Acne & Wrinkles: How to Tackle Both; from the wonderful Cosmetics Cop, Paula Begoun. Skin care information you can trust; I've used her products for years, and will stick to them.

Found on the web:

Which Menopause Products are Worth Buying? from ABC News via Good Morning America. The date on this story is March 30, 2004 -- however, the recommendations are from the Good Housekeeping Institute, and I'm most inclined to go with the recommendations for comfortable sleepwear.

7 Things Nobody Ever Tells You About Aging from Orpah.com, dated April 23, 2010. Leans heavily towards the "beauty" rather than "health" or "comfort" aspects about peri/menopause, but good to know.

Managing Menopause Symptoms Through Diet; from WebMD. I can go with most of these, though Food Step 1 won't be one of them, because I've done enough reading to know that soy probably isn't as good for you as everyone thinks.

The Estrogen Dilemma; from the New York Times Magazine.

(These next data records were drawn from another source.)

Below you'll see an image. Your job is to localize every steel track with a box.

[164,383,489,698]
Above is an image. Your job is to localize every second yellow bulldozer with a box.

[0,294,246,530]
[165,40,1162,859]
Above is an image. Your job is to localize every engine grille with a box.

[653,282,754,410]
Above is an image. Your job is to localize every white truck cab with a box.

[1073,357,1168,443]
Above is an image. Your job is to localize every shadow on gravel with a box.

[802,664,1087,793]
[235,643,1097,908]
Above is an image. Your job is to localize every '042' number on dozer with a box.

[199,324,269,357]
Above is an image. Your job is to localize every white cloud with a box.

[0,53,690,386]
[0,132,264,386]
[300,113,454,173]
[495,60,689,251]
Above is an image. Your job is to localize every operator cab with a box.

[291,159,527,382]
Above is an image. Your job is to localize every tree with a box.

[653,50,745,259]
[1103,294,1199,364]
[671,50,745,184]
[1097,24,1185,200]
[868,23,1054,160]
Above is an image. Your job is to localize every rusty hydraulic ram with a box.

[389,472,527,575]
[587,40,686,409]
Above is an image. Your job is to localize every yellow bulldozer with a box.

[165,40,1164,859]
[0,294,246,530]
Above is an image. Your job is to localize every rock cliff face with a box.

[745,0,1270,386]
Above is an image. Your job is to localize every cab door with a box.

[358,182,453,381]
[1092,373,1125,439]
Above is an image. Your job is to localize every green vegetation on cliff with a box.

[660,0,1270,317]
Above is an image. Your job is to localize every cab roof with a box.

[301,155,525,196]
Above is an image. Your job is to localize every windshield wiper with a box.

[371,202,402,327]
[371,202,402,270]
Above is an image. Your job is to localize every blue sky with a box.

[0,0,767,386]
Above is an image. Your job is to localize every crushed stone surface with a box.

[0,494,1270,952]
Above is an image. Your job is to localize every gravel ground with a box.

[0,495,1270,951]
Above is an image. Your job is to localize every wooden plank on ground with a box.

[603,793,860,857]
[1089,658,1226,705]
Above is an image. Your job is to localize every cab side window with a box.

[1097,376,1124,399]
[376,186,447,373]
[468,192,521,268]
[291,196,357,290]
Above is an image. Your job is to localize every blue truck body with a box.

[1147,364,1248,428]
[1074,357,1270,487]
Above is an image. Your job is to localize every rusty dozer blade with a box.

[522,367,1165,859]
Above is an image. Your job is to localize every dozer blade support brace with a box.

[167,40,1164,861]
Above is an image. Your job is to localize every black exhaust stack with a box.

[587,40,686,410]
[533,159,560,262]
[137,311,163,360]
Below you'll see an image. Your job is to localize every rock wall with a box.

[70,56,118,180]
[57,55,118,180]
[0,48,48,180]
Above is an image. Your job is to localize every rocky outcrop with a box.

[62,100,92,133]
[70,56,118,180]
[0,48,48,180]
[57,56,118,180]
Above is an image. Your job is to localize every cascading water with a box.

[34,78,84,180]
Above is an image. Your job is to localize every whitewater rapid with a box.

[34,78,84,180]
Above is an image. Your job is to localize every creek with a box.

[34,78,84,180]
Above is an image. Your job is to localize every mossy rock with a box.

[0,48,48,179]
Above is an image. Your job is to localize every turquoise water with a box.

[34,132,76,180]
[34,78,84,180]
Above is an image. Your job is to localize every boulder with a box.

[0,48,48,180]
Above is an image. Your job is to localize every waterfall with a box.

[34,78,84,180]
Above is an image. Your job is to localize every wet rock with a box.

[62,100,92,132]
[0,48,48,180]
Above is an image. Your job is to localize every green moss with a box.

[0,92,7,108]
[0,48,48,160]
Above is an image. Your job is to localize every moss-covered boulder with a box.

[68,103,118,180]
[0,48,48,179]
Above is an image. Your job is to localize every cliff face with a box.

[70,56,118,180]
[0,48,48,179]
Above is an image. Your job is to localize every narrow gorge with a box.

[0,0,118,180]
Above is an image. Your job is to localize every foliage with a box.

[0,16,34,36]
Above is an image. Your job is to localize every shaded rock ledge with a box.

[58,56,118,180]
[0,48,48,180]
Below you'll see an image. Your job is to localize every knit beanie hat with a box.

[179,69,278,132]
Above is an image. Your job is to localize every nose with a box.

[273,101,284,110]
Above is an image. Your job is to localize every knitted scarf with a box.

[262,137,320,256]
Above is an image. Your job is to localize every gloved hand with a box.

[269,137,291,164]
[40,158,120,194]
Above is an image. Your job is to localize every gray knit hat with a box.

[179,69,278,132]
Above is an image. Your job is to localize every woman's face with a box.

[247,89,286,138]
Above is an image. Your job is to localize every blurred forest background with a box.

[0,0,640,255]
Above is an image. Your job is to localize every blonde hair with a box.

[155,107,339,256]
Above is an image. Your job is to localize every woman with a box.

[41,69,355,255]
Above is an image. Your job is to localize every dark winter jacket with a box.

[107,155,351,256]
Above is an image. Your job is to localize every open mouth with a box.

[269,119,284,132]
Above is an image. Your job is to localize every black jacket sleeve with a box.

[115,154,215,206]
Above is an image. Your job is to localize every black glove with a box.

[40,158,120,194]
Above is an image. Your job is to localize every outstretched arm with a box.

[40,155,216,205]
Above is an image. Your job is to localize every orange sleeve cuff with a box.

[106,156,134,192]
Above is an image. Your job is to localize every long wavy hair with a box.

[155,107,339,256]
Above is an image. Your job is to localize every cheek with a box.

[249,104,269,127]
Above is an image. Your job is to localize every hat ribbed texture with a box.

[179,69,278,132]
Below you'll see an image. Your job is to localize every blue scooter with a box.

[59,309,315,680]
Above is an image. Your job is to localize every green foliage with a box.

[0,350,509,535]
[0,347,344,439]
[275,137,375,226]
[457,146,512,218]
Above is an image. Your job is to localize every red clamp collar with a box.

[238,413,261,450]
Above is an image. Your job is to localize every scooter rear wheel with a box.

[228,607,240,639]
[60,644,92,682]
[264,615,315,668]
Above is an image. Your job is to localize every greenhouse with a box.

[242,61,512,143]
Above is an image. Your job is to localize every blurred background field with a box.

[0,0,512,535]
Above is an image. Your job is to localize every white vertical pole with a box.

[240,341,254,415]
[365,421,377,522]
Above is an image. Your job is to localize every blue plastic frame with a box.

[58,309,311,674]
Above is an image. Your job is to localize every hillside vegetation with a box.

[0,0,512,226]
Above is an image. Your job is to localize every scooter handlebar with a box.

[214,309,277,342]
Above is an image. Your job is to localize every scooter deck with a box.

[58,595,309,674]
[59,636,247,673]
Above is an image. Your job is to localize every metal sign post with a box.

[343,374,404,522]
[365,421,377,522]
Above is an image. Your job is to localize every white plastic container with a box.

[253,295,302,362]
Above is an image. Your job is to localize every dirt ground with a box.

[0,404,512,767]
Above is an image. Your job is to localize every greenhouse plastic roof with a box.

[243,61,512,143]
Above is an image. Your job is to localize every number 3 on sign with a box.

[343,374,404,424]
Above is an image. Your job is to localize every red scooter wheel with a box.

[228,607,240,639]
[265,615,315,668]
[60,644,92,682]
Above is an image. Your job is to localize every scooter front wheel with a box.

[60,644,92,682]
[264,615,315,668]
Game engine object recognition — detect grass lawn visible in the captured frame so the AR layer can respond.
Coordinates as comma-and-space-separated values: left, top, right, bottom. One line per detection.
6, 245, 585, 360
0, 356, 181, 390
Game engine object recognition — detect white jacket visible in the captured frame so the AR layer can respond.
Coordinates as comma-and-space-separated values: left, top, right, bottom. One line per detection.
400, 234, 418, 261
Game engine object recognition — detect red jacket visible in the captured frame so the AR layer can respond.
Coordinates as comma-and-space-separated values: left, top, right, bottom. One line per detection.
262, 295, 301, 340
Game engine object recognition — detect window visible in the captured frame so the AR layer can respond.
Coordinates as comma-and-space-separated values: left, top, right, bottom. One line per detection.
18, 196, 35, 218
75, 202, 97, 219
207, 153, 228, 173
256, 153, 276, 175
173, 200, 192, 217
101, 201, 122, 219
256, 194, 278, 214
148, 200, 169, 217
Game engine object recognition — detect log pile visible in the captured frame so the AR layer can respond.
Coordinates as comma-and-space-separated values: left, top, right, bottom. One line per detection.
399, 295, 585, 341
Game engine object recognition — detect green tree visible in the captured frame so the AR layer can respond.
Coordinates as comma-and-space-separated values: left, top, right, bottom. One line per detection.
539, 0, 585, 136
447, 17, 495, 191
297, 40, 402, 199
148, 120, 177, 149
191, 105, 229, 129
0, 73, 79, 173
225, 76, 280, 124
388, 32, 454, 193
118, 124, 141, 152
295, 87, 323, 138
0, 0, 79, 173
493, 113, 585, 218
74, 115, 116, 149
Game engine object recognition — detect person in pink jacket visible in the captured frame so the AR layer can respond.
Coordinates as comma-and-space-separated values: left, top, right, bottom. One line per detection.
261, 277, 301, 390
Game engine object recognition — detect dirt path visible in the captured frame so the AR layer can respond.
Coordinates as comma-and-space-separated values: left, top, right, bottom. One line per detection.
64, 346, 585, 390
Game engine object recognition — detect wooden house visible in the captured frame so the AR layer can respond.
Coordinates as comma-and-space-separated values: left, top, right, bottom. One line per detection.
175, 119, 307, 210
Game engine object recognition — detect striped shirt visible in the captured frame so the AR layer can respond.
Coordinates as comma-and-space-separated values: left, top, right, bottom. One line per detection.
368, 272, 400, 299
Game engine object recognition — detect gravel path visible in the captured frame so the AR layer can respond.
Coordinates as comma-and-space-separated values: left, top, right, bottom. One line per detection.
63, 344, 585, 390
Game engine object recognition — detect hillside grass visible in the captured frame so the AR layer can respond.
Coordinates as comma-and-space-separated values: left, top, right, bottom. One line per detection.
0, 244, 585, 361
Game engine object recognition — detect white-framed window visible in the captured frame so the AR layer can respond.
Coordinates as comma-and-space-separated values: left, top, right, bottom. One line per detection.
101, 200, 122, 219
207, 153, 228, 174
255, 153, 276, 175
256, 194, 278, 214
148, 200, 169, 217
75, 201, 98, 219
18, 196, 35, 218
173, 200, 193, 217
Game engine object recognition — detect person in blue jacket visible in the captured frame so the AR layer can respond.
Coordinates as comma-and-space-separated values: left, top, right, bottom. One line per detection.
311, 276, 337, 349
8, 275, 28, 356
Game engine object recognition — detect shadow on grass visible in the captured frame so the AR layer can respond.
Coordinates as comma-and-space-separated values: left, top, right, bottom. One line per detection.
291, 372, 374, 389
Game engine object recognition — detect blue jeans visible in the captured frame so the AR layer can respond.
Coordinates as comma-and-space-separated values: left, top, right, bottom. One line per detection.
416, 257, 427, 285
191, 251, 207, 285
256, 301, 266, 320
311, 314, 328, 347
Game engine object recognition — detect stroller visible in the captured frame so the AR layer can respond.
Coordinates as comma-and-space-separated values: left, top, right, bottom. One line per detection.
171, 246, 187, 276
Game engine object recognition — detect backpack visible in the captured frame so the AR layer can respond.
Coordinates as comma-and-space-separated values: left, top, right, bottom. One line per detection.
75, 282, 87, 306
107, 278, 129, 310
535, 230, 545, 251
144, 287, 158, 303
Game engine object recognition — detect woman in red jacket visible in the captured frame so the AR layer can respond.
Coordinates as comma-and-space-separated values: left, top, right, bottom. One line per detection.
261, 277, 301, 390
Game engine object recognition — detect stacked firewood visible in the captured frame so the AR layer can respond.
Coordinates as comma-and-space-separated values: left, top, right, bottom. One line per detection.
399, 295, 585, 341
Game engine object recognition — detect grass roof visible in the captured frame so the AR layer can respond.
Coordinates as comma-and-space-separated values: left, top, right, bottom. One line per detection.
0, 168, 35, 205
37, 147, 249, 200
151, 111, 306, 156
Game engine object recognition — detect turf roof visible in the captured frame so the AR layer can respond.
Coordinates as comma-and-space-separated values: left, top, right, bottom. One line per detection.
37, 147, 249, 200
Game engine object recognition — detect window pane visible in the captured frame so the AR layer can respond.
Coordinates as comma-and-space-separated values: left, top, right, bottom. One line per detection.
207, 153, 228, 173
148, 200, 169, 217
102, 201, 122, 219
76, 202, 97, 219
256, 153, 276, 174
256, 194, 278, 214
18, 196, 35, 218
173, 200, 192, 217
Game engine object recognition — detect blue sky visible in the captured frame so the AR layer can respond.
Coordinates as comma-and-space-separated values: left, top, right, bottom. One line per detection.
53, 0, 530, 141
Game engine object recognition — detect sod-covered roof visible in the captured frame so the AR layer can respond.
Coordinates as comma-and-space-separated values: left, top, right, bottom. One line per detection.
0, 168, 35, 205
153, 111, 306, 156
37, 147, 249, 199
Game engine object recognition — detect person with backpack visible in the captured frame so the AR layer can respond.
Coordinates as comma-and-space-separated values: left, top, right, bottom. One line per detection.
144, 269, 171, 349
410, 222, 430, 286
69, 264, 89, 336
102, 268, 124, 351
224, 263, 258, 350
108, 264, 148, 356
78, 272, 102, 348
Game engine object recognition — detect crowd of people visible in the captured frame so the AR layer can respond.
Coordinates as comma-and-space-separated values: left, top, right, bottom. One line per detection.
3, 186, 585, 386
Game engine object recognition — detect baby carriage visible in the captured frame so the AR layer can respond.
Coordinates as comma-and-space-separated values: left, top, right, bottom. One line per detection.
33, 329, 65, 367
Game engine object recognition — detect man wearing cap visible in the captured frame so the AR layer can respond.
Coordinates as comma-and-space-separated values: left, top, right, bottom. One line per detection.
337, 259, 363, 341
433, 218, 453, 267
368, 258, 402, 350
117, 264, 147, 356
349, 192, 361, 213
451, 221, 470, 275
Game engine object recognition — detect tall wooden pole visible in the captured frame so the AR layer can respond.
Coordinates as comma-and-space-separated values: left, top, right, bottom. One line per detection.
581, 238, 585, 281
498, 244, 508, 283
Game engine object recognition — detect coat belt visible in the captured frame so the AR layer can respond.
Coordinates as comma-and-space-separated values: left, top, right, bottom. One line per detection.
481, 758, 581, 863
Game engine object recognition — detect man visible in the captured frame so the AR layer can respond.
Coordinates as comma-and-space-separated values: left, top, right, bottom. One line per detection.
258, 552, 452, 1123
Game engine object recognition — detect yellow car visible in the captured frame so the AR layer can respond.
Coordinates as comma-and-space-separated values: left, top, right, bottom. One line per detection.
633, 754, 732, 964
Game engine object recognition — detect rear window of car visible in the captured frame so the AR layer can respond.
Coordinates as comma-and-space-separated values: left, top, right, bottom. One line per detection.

Really excellent article about the pros and cons of hormone replacement therapy.

intro

We've just past the Autumnal Equinox, and I'm definitely at the Equinox of my life. It's like I've been sleepwalking. It's time to wake up.

So, I'm darn near 50, which is really just fine with me, except a few things, like the stupid meanopausal symptoms I'm having.

I do think about lots of things, and there are lots of things I like to do (read, knit, craft, etc), but it seems that I can barely fit things in if I get home from work, cook dinner, clean up, and get to bed in time to get eight hours before we get up at 5:45 or so in the morning (I MUST have eight hours, always have).

So, let's see how things will go. :)

A few dreams have had meaning for me -- the ones I remember, that is. One had Hubs and me visiting some third-world country, and children there offered me a taste of a can of something that looked like cocoa powder. Hubs said "Don't" but I stuck my finger in and tasted it, and it did seem sort of cocoa-ish. The girl holding the can then turned it around so I could see the label, and it was powdered dehydrated human remains. I was horrified, to say the least. A friend did some research and told me that dreaming of cannibalism means that something is consuming your life, and that made sense, as I was in grad school and working full-time when I had the dream.

Another dream that stuck with me -- I think I've had it several times -- is that I'm walking around my home and find a door I'd never noticed before. Behind this door are many rooms I'd never known about, and I was exploring them when the dream ended. That dream, I discovered, is common in midlife, and represents that there is more to come in life.